The First Cut is the Lamest
David Williams
November 25, 2011
On November 9, 2011, the Obama Administration issued a press release bragging about its efforts to rein in spending on items such as cell phones, smart phones, laptops and swag including, “plaques, clothing, and other unnecessary promotional items.” The White House estimates that these savings could amount to billions of dollars. While taxpayers should applaud these efforts as every dollar counts when it comes to saving money, it will take much more than cutting out free Department of Energy t-shirts to get the debt and deficit under control. And, let’s be honest, how many people do you see walking around with a federal government branded t-shirt or coffee mug? And, if you did, would that really make you feel better about the government?
Now, with the failure of the Super Committee, it is imperative to look at ways to cut spending before it is too late. What most people don’t realize is that In the past year there have been multiple efforts to identify wasteful spending that the White House should take immediate action to implement.
Let’s start with the Congressional Budget Office (CBO), which detailed a number of spending cuts in its March 2011 report, “Reducing the Deficit: Spending and Revenue Options.” The cuts/savings are broken up into three categories: Mandatory (savings would total $29 billion in one year and $590 billion over five years); Defense Discretionary (with total of $10 billion in one year and $178 billion over five years); and Non-Defense Discretionary (with a total of $13 billion in one year and $147 billion over five years). All told these savings would be more than $900 billion over five years.

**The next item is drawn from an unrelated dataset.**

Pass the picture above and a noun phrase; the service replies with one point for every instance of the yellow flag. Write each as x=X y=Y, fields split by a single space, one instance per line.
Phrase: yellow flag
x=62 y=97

Individual CBO recommendations include: cancelling the Expeditionary Fighting Vehicle; eliminating the Department of Energy’s Grants to States for Energy Conservation and Weatherization; and eliminating Intercity Rail Subsidies.
Not as meaty, but also worth considering, is President Obama’s own list of recommendations that the White House released in February along with his fiscal year 2012 budget. Fiscal Year 2012 Terminations, Reductions, and Savings outlines $33 billion in potential spending cuts. While there are some good recommendations to cut spending, the total amounts to less than one percent of the $3.7 trillion budget and it fails to address entitlement spending, which is projected to be 64 percent of the budget. However, this is at least a more serious proposal to our out-of-control deficit than cutting agency swag.
A more effective approach came just about a year ago from the National Commission on Fiscal Reform and Integrity, a deficit reduction effort led by former White House chief of staff Erskine Bowles and former Republican Senate Whip Alan Simpson (R-Wy.). The Commission released a report on potential spending cuts that would eclipse $2 trillion from 2012 to 2020. Recommendations include: selling excess federal real property; repealing The Community Living Assistance Services and Supports (CLASS) Act which was created in Obamacare; and reducing net spending on mandatory agriculture programs.
While it may look good that the White House is trying to cut a few billion dollars, it is disingenuous for the Obama administration to brag that it is serious about cutting spending when they pushed an $800 billion stimulus program and a multi-trillion dollar healthcare plan that will have far more impact on the debt and deficit than a few symbolic spending cuts. Taxpayers want (and deserve) real spending cuts and not just window dressing.
With the failure of the Super Committee and a national debt exceeding $15 trillion, it is time that our government got serious about cutting spending and fixing our current economic dilemma. Not issuing the latest iPhone to federal employees isn’t going to reduce our debt or get Americans back to work.